Hubinger et al’s definition of unidentifiability, which I’m referring to in this post:
I’m referring to unidentifiability in terms of goals of a model in a (pre-trained) reinforcement learning context. I think the internet contains enough information to adequately pin-point following directions. Do you disagree, or are you using this term some other way?
Pre-trained models having weird output probabilities for carefully designed gibberish inputs doesn’t seem relevant to me. Wouldn’t that be more of a capability failure than goal misalignment? It doesn’t seem to indicate that the model is optimizing for something other than next token prediction. I’m arguing that models are unlikely to be deceptively aligned, not that they are immune to all adversarial inputs. I haven’t read the post you linked to in full, so let me know if I’m missing something.
My unidentifiability argument is that if a model:
Has been pre-trained on ~the whole internet
Is sophisticated/complex enough to become TAI potential if (more) RL training occurs
Is told to follow directions subject to ethical considerations, then given directions
Then it would be really weird if it didn’t understand that it’s designed to follow directions subject to ethical considerations. If there’s a way for this to happen, I haven’t seen it described anywhere.

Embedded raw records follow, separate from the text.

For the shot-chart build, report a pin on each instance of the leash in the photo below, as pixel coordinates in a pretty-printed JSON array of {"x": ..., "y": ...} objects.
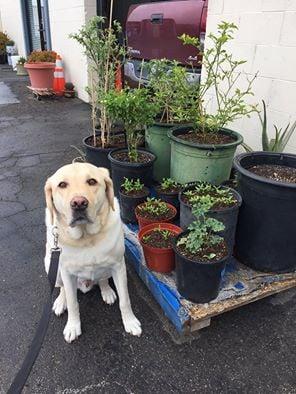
[{"x": 34, "y": 349}]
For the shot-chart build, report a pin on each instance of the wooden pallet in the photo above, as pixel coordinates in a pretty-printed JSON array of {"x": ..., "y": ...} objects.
[
  {"x": 41, "y": 93},
  {"x": 240, "y": 286}
]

It might still occasionally misinterpret your directions, but it should generally understand that the training goal is to follow directions subject to non-consequentialist ethical considerations before RL training turns it into a proxy goal optimizer. Deception gets even less likely when you factor in that to be deceptive, it would need a very long-term goal and situational awareness before or around the same time as it understood that it needs to follow directions subject to ethical considerations. What’s the story for how this happens?

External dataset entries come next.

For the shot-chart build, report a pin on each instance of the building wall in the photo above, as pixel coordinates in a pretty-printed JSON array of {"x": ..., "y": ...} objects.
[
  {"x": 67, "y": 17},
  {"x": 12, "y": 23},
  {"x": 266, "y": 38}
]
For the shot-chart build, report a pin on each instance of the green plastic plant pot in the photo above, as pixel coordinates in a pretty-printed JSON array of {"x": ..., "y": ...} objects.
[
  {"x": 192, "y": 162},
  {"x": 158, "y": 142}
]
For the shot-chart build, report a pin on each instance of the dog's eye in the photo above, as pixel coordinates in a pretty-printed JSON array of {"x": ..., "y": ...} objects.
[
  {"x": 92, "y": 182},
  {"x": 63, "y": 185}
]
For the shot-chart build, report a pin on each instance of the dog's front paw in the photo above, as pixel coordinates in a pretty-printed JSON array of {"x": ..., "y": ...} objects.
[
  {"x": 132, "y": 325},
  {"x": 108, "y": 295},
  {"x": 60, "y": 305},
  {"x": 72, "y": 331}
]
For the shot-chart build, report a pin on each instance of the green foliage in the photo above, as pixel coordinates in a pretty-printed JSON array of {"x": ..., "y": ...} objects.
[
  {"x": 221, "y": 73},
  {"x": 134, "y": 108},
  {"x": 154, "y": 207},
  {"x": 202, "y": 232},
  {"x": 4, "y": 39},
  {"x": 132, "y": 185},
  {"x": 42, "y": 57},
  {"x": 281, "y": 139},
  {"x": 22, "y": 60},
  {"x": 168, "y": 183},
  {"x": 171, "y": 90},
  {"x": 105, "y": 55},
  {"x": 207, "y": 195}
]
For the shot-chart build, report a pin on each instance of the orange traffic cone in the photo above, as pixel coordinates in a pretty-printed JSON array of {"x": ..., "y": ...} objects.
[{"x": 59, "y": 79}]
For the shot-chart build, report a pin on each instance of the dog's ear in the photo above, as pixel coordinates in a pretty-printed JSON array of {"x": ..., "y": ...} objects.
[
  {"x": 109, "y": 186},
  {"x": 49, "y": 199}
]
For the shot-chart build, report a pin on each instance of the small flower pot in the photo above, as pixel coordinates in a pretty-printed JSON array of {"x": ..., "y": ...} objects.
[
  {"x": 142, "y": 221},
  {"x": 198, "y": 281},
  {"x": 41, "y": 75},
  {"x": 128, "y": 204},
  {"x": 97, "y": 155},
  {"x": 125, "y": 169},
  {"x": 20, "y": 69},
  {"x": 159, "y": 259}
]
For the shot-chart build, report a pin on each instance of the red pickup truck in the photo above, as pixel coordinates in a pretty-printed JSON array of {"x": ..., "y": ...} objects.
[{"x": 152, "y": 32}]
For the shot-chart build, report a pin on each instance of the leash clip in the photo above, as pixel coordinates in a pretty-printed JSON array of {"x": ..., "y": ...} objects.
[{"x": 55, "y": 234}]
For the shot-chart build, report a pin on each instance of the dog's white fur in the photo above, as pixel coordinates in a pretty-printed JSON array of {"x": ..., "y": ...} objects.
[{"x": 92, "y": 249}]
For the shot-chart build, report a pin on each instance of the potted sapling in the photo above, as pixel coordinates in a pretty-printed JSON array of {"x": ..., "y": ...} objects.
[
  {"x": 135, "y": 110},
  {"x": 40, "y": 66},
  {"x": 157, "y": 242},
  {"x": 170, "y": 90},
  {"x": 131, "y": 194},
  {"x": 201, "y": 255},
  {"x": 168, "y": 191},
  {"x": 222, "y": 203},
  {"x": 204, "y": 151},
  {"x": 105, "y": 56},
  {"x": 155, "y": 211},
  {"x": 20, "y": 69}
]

I was using unidentifiability in the Hubinger way. I do believe that if you try to get an AI trained in the way you mention here to follow directions subject to ethical considerations, by default, the things it considers “maximally ethical” will be approximately as strange as the sentences from above.
That said, this is not actually related to the problem of deceptive alignment, so I realise now that this is very much a side point.